Independent thesis Advanced level (degree of Master (Two Years)), 20 credits / 30 HE credits
Climate change is one of the major challenges of the 21st century. The energy sector represents the main contributor to global greenhouse gas emissions, due to its reliance on fossil fuels. Renewable energies arise as current solutions. Nevertheless, they are still facing two central difficulties: the lack of large-scale energy storage technologies to deal with their intermittent nature (e.g. wind and solar power), and the absence of energetically dense fuel alternatives for the transportation sector. Additionally, biogas technologies are indispensable for achieving sustainable societies. They result in energy and nutrients recovery from waste, mitigating greenhouse gas emissions and other kinds of pollutions. These technologies are required in circular economies, characterised by the nonproduction of disposable wastes. However, biogas needs to be upgraded to optimise its properties as energy carrier. Indeed, biogas upgrading results in a broader use for the gas, besides combined heat and power generation; enabling its efficient transport, large-scale storage, and use as vehicle fuel.

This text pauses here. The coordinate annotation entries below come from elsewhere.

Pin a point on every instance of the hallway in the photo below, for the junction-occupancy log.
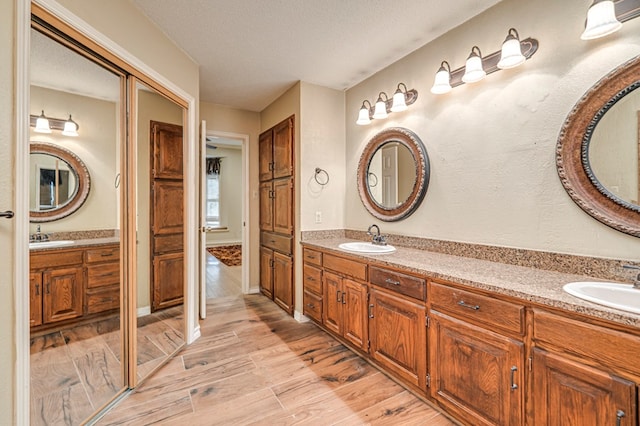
(254, 364)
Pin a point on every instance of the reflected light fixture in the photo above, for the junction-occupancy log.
(42, 124)
(442, 82)
(511, 55)
(601, 20)
(474, 70)
(380, 110)
(70, 127)
(364, 116)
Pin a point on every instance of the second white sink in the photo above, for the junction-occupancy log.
(367, 248)
(613, 295)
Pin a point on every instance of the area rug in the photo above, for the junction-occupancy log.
(229, 255)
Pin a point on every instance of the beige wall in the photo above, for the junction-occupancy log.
(231, 194)
(96, 146)
(230, 120)
(151, 106)
(492, 144)
(7, 202)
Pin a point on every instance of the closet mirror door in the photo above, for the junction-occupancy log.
(78, 350)
(160, 229)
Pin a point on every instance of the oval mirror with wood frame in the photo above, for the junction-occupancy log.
(576, 150)
(393, 174)
(61, 183)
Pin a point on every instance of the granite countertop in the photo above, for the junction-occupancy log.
(531, 284)
(80, 243)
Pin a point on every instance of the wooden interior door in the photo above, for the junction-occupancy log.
(167, 216)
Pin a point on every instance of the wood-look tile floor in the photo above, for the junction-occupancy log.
(255, 365)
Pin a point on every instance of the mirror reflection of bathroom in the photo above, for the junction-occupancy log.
(77, 349)
(160, 230)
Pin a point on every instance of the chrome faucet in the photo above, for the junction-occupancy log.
(377, 239)
(636, 283)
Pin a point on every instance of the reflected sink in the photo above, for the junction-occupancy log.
(613, 295)
(49, 244)
(367, 248)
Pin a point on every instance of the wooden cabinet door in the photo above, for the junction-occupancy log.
(476, 373)
(354, 315)
(265, 156)
(283, 206)
(570, 393)
(35, 299)
(398, 337)
(283, 281)
(332, 302)
(266, 272)
(283, 149)
(266, 206)
(62, 294)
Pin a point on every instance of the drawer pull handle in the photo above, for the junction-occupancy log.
(466, 305)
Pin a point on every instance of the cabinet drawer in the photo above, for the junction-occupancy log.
(484, 309)
(608, 347)
(312, 279)
(103, 254)
(55, 258)
(102, 275)
(313, 306)
(344, 266)
(400, 283)
(276, 242)
(103, 300)
(312, 257)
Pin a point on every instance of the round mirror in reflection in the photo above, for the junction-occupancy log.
(393, 174)
(60, 182)
(613, 150)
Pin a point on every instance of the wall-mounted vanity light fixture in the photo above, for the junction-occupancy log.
(44, 124)
(399, 102)
(513, 53)
(605, 17)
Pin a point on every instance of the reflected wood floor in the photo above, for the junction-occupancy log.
(255, 365)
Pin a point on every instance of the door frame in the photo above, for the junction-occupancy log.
(246, 241)
(21, 147)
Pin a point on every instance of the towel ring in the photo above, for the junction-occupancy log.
(320, 172)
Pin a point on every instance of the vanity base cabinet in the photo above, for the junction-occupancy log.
(569, 393)
(476, 373)
(397, 331)
(62, 298)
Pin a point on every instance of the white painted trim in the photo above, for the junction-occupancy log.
(22, 373)
(246, 241)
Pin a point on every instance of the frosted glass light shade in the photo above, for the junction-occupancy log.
(511, 55)
(381, 109)
(363, 116)
(473, 70)
(442, 82)
(601, 20)
(42, 124)
(70, 128)
(399, 102)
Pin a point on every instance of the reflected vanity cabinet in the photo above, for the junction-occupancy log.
(276, 147)
(68, 284)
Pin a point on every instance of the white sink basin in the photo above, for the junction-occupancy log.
(368, 248)
(48, 244)
(613, 295)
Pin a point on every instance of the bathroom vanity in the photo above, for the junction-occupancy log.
(74, 282)
(488, 343)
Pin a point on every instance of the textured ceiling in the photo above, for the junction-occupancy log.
(252, 51)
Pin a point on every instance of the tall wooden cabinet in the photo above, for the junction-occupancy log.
(276, 173)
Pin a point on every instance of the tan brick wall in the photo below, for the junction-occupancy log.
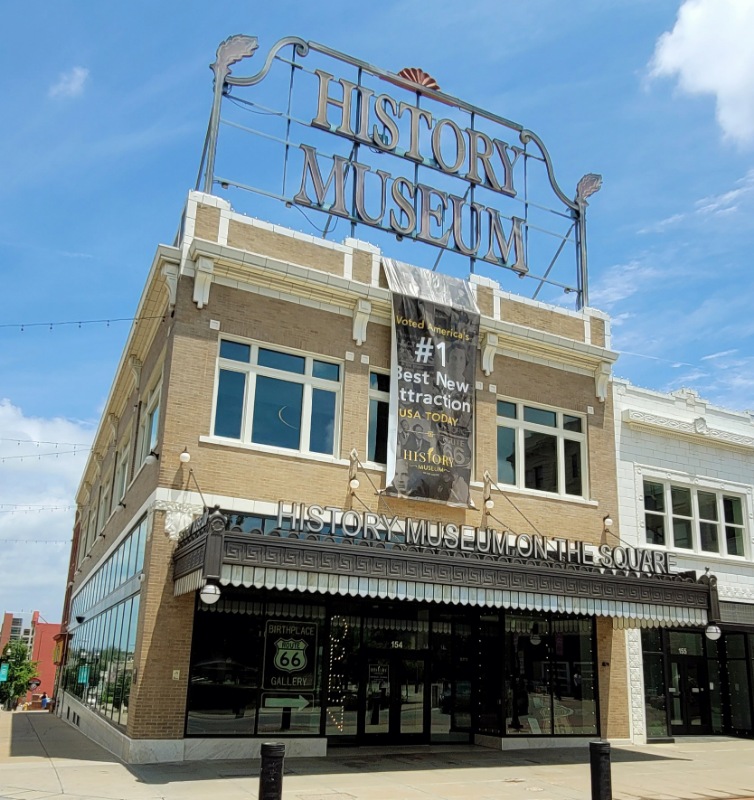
(207, 223)
(285, 248)
(362, 267)
(598, 331)
(485, 300)
(157, 707)
(236, 472)
(613, 680)
(541, 319)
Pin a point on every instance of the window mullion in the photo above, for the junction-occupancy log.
(560, 455)
(306, 415)
(247, 419)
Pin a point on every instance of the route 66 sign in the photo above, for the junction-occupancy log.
(290, 655)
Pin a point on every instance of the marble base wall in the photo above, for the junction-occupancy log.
(154, 751)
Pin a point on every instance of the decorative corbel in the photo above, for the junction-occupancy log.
(601, 379)
(136, 365)
(205, 268)
(360, 319)
(170, 272)
(112, 420)
(489, 350)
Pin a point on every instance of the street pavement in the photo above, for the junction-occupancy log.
(44, 758)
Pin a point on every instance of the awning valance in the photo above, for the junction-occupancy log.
(627, 614)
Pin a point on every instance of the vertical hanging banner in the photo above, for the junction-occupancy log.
(435, 343)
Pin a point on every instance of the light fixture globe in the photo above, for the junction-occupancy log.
(713, 632)
(210, 594)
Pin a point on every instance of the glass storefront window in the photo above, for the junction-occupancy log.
(342, 687)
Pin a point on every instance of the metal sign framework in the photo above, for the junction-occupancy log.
(435, 143)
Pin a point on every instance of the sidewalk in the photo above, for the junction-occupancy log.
(43, 758)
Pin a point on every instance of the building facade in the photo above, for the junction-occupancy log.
(239, 571)
(686, 485)
(39, 637)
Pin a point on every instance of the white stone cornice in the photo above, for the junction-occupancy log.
(601, 381)
(171, 271)
(489, 350)
(697, 430)
(205, 268)
(178, 515)
(360, 320)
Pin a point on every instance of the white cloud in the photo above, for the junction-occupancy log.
(37, 505)
(71, 83)
(711, 51)
(721, 354)
(620, 282)
(717, 205)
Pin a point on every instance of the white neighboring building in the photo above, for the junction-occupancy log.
(686, 485)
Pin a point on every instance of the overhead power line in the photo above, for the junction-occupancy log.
(79, 322)
(37, 443)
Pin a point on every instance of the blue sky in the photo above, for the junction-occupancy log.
(105, 107)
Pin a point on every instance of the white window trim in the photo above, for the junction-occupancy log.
(145, 442)
(251, 370)
(694, 484)
(560, 433)
(121, 471)
(375, 394)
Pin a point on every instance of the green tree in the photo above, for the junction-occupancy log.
(20, 671)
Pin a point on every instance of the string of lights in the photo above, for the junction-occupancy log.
(36, 456)
(37, 443)
(35, 541)
(22, 326)
(28, 508)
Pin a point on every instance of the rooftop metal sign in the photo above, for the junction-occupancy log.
(393, 152)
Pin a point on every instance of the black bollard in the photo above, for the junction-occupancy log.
(599, 760)
(271, 771)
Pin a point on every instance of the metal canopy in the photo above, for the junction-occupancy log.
(258, 561)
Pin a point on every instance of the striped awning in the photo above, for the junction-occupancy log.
(625, 614)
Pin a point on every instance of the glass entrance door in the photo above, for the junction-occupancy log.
(395, 706)
(688, 691)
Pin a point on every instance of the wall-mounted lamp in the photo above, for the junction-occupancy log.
(210, 594)
(713, 632)
(489, 503)
(353, 468)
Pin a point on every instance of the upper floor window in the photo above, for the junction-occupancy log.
(690, 518)
(150, 421)
(277, 398)
(540, 448)
(379, 415)
(121, 475)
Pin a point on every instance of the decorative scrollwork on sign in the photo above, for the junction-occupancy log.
(527, 136)
(232, 50)
(420, 77)
(302, 49)
(590, 184)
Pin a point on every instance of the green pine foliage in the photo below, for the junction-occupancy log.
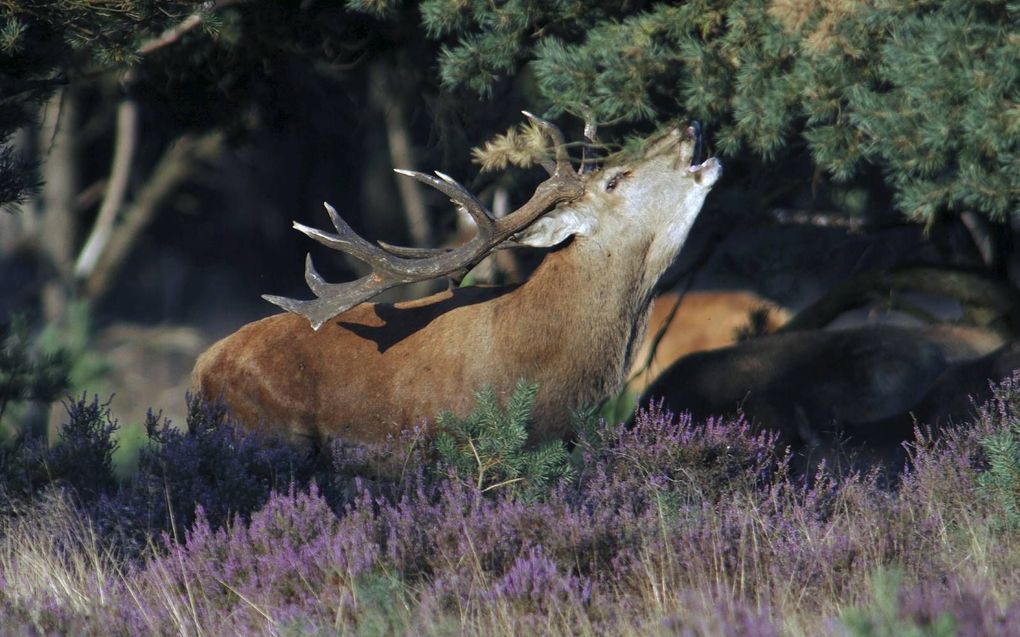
(48, 44)
(1001, 481)
(489, 448)
(26, 373)
(928, 92)
(883, 617)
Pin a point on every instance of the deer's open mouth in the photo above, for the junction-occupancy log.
(706, 172)
(695, 131)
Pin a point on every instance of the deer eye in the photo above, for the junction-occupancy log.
(615, 180)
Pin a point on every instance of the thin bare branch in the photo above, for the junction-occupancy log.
(116, 189)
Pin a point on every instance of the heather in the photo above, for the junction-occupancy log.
(663, 527)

This project shows how electricity and gas systems can be integrated through an innovative Power-to-Gas technology which is able to partially solve these problems. The technology is based on the synergy of coupling biogas plants to hydrogen generation systems powered by off-peak electricity surpluses from intermittent renewable energies (e.g. solar and wind power), and subsequent biological methanation of the CO2 from the biogas and the produced H2 in an ex-situ anaerobic reactor. At first, this thesis presents a detailed definition of the overall innovative system and its different components. Subsequently, focus is put on the search for the most suitable biological methanation technology for industrial purposes. Through experimental work, this thesis examines and compares four different anaerobic reactor configurations, aiming to determine the most effective technology among the ones studied. Expressly, the experiment investigated different diffusion techniques for injection of the gases in the liquid media, together with diverse pore-sizes for the mentioned diffusers. The leading reactor configuration transformed 98.4% of the injected H2 at the highest loading rate tested (3.6 LH2/LR.d), upgrading biogas from a CH4 concentration of 60% to 96% in volume. The performance of the different setups is examined, and origins for the biological efficiency variations are elucidated, in order to help with the selection of subsequent experimental prototypes. Given its early stage of development, this biomethanation unit process forms the pivotal technology of the overall system. As soon as this technique is developed, a fully commercial system will be available to initiate major environmental and socio-economic benefits.